Zwischen Süssstoffen und Zuckeraustauschstoffen muss unterschieden werden:
Süssstoffe
Süssstoffe sind, ausser Stevia, künstlich hergestellte Stoffe, welche praktisch keine Kalorien besitzen, keine Karies verursachen und eine Süsskraft besitzen, welche um einiges höher ist als die von Zucker. Dazu gehören z.B. Acesulfam K (E 950), Aspartam (E 951), Cyclamat (E 952), Saccharin (E 954), Sucralose (E 955). Süssstoffe gehören zu den Zusatzstoffen und müssen auf der Zutatenliste aufgeführt werden und es gibt einen von der WHO festgelegten ADI-Wert (=Acceptable Daily Intake), welcher die tägliche Maximaldosis definiert die als medizinisch unbedenklich angesehen wird. Als Beispiel sind das bei Stevia 4 mg pro Kilogramm Körpergewicht und bei Aspartam 40 mg pro Kilogramm Körpergewicht.
Von gesundheitlichem Interesse ist, ob es bis zu dieser Dosis auch wirklich keine Veränderung im Darmmikrobiom gibt, wobei einige Studien leider ein anderes Bild zeigen. Aus einer Studie aus dem Jahr 2021 ergab sich, dass bereits kleinste Mengen an Sucralose, Saccharin oder Aspartam ausreichen, um die Darmbakterien negativ zu beeinflussen. In dieser Studie konnte gezeigt werden, dass sich die Bakterien Escherichia coli und Enterococcus faecalis durch die Einnahme dieser Süssstoffe so veränderten, dass sie Darmwand durchdringen konnten, was im Körper zu Infektionen führen kann [1]. Diese Studie ist leider kein Einzelfall.
Wenn wir uns die Verstoffwechselung einiger bekannten Süssstoffe wie Aspartam, Acesulfam-K, Sucralose und Saccharin anschauen, fällt auf, dass von Aspartam und Acesulfam-K so wenig bis zum Dickdarm gelangt, dass ein Einfluss auf das Darmmikrobiom eigentlich als unrealistisch angesehen werden müsste. Diese beiden Stoffe werden zum grössten Teil durch den Urin ausgeschieden und es kommt weniger als 1 % davon bis zu den Darmbakterien. Bei der Sucralose gelangen zwar ca. 85 % bis zum Dickdarm, davon lassen sich jedoch 94 % bis 99 % unverändert in den Fäkalien auffinden. Können diese 1 % bis 6 % von einer sehr kleinen Menge wirklich einen entscheidenden Einfluss haben? [2]

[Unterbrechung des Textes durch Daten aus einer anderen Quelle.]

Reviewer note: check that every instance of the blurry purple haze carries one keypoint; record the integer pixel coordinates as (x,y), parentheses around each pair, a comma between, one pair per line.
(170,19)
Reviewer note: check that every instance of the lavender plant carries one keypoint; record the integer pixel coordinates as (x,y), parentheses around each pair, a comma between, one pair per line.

Der Stoffwechsel von Steviolglykosid (=Stevia) hängt von der Darmmikrobiota ab, welche die Glykoside in Steviol abbaut, welches dann vom Wirt aufgenommen werden kann [5].
Zuckeraustauschstoffe
Zuckeraustauschstoffe sind chemische Polyole, sog. Zuckeralkohole. Sie sind in der Regel weniger süss als Zucker, liefern wenig bis keine Kalorien und wirken sich nur wenig auf den Blutzuckerspiegel und die Insulinausschüttung des Körpers aus. Sie sind daher sehr spannend, als dass man sie in der Regel wie Zucker verwenden und mit ihnen z.B. auch gut backen oder kochen kann.
Zu den Zuckeraustauschstoffen gehören z.B. Erythrit (E 968), Xylit (E 967), Isomalt (E 953), Sorbitol (E 420) oder auch Mönchsfrucht (E 968). Bei den Zuckeralkoholen gibt es keinen von der WHO festgelegten ADI-Wert. In grösseren Mengen können sie allerdings abführend wirken.

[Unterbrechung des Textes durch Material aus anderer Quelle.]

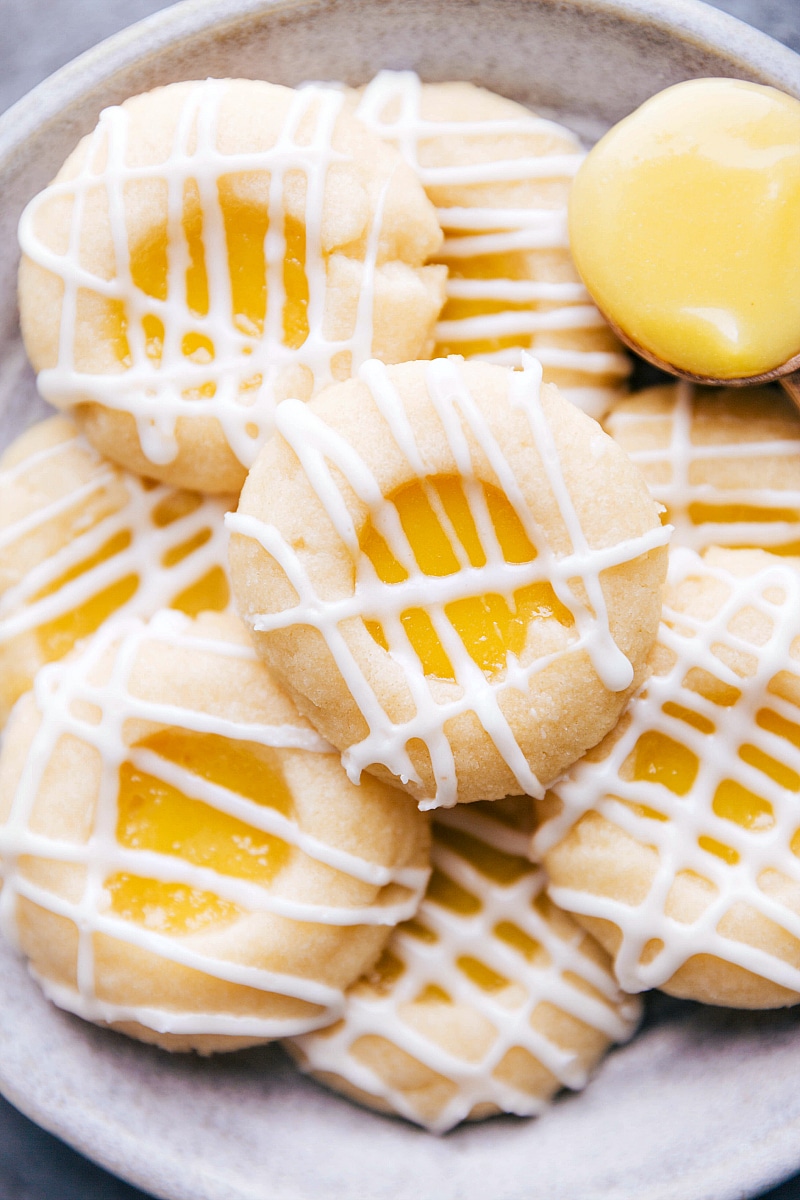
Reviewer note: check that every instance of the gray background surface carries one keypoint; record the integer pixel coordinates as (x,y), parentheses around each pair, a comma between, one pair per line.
(36,37)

Die Vorteile von Süssstoffen und Zuckeraustauschstoffen sind offensichtlich: Die Vielfalt an verschiedenen Stoffen ist so gross, dass Zucker praktisch überall ersetzt werden kann. Wir können damit Kalorien einsparen und dem zunehmenden Übergewicht entgegenwirken, mit geringem oder gar keinem Effekt auf den Blutzuckerspiegel und die Insulinausschüttung, was uns vor Insulinresistenz und Diabetes schützen könnte. Wir müssen damit nicht auf Süssigkeiten verzichten. Aber obwohl das alles sehr positiv klingt, ist es leider doch nicht ganz so einfach und der Grund dafür ist in erster Linie in unserem Darmmikrobiom zu finden.
Was sagen die aktuellen Studien zu diesem Thema?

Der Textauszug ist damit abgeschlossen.